US 11,853,702 B2
	Self-supervised semantic shift detection and alignment
Pin-Yu Chen, White Plains, NY (US); Maurício Gruppi, Troy, NY (US); and Sibel Adali, Slingerlands, NY (US)
Assigned to International Business Machines Corporation, Armonk, NY (US); and RENSSELAER POLYTECHNIC INSTITUTE, Troy, NY (US)
Filed by International Business Machines Corporation, Armonk, NY (US); and RENSSELAER POLYTECHNIC INSTITUTE, Troy, NY (US)
Filed on Jan. 29, 2021, as Appl. No. 17/161,778.
Prior Publication US 2022/0245348 A1, Aug. 4, 2022
Int. Cl. G06F 40/00 (2020.01); G06F 40/30 (2020.01); G06N 20/10 (2019.01); G06F 17/16 (2006.01); G06N 3/04 (2023.01); G06N 5/01 (2023.01)

CPC G06F 40/30 (2020.01) [G06F 17/16 (2013.01); G06N 3/04 (2013.01); G06N 5/01 (2023.01); G06N 20/10 (2019.01)]

20 Claims

1. A method comprising:

obtaining first and second text corpora;

identifying a common vocabulary of the two text corpora;

identifying a plurality of landmark words and a plurality of non-landmark words in the common vocabulary;

generating, for each of the words of the common vocabulary, a first word embedding vector in the first text corpus and a second word embedding vector in the second text corpus;

generating, for each word in a random sample of the non-landmark words, an artificially shifted word embedding vector by modifying the first word embedding vector for that word;

training a machine learning classifier to predict whether an artificial shift has been injected for a given word, based on the artificially shifted word embedding vector and the second word embedding vector for the given word; and

predicting semantic shifts for at least a plurality of the words of the common vocabulary by providing the first word embedding vectors and the second word embedding vectors for at least the plurality of the words of the common vocabulary as input to the trained machine learning classifier.

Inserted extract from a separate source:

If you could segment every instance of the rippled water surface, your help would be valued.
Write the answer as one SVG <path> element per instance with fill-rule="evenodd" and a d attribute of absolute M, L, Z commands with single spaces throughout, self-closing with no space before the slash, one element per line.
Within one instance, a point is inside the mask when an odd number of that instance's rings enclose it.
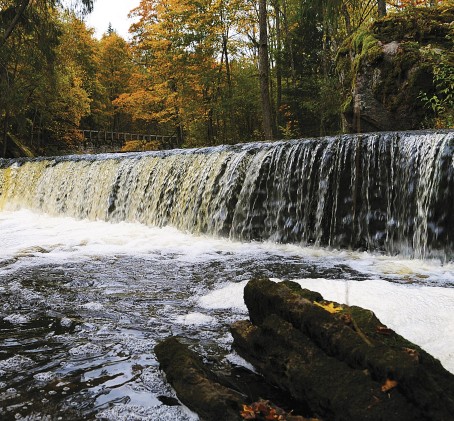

19. An apparatus comprising:

a memory embodying computer-executable instructions; and

at least one processor, coupled to the memory, and operative by the computer-executable instructions to facilitate a method comprising:

obtaining first and second text corpora;

identifying a common vocabulary of the two text corpora;

identifying a plurality of landmark words and a plurality of non-landmark words in the common vocabulary;

generating, for each of the words of the common vocabulary, a first word embedding vector in the first text corpus and a second word embedding vector in the second text corpus;

generating, for each word in a random sample of the non-landmark words, an artificially shifted word embedding vector by modifying the first word embedding vector for that word;